As a quick glance at the band name and record label should tell you, this is gloomy doom-death from Eastern Europe, in this case the Czech Republic. ‘On the Shores of Oblivion’ is the band’s first full length, and it makes for a pretty decent debut. It’s quite polished and gothic-sounding, with an abundance of tinkling keyboards and moody melodic doom riffs. At times it can be quite poppy, with a warm and squeaky-clean Insomnium feel to it, but the main influence that stands out would have to be classic Opeth. The lead guitarist is clearly talented, and there are warm, bluesy riffs underlying most of the songs, whilst the vocals are a frequently-impressive mix of guttural growls and layered rasps that have Mikael Akerfeldt written all over them. It’s still plodding, synthy doom-death at heart, but with the bleak, autumnal spirit of ‘My Arms Your Hearse’ and ‘Blackwater Park’ creeping in here and there at times, through the dirgey, winding riffs and subdued clean interludes of ‘Decrepitus’, for example, which marries the style to a soaring doom riff that wouldn’t sound out of place on a Mourning Beloveth album.

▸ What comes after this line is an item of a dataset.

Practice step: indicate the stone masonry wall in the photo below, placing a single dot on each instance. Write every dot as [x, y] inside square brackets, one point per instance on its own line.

The songs tend towards the poppy rather than the epic however, all running at around five minutes maximum, and it tends to be individual riffs that stand out more than the actual songs. It often sounds like a doom-death take on Dark Tranquillity; melodic with a soft and polished production, heavy on the keyboards, and with its murky, doomy passages tempered by surging, up-tempo rhythms. Other tracks employ tremolos and neoclassical keys, giving them a shiny gothic BM feel. It’s frequently too bland and sickly-sweet for me, but that’s more of a taste issue than anything else in all fairness.
It’s the lead guitar that remains the strong point throughout the album though, bouncing off the rhythm guitar brilliantly and frequently piercing otherwise unremarkable songs with interesting, satisfying riffs that belie a range of influences. In many places it’s the solid, effortless-sounding solos that hold the songs together. There’s a sense of experimentation in the guitars throughout; ‘Of the Bond’ for example employs a catchy Forgotten Tomb-style hook, whilst ‘A Touch of Insanity’ has some solid, straight-up heavy metal riffs, albeit buried beneath an avalanche of cheesy synth. ‘Everything is a Lie’ is far and away the most dynamic song however, again down to its Opeth influences, from bluesy soloing to erratic, proggy time-signatures and those trademark bouncy, dirgey riffs. It progresses fluidly, and feels more alive and full of spark than anything else on the album, and there’s a real sense of cohesion and energy that is often frustratingly lacking elsewhere.
‘On the Shores of Oblivion’ is a decent effort all things considered, with a fair old bit of variety on offer throughout, even if it does overdose on the keyboards and the polish from time to time. It’s lead guitar-work that really stands out however, and it’s this that pushes the band up to an above-average score.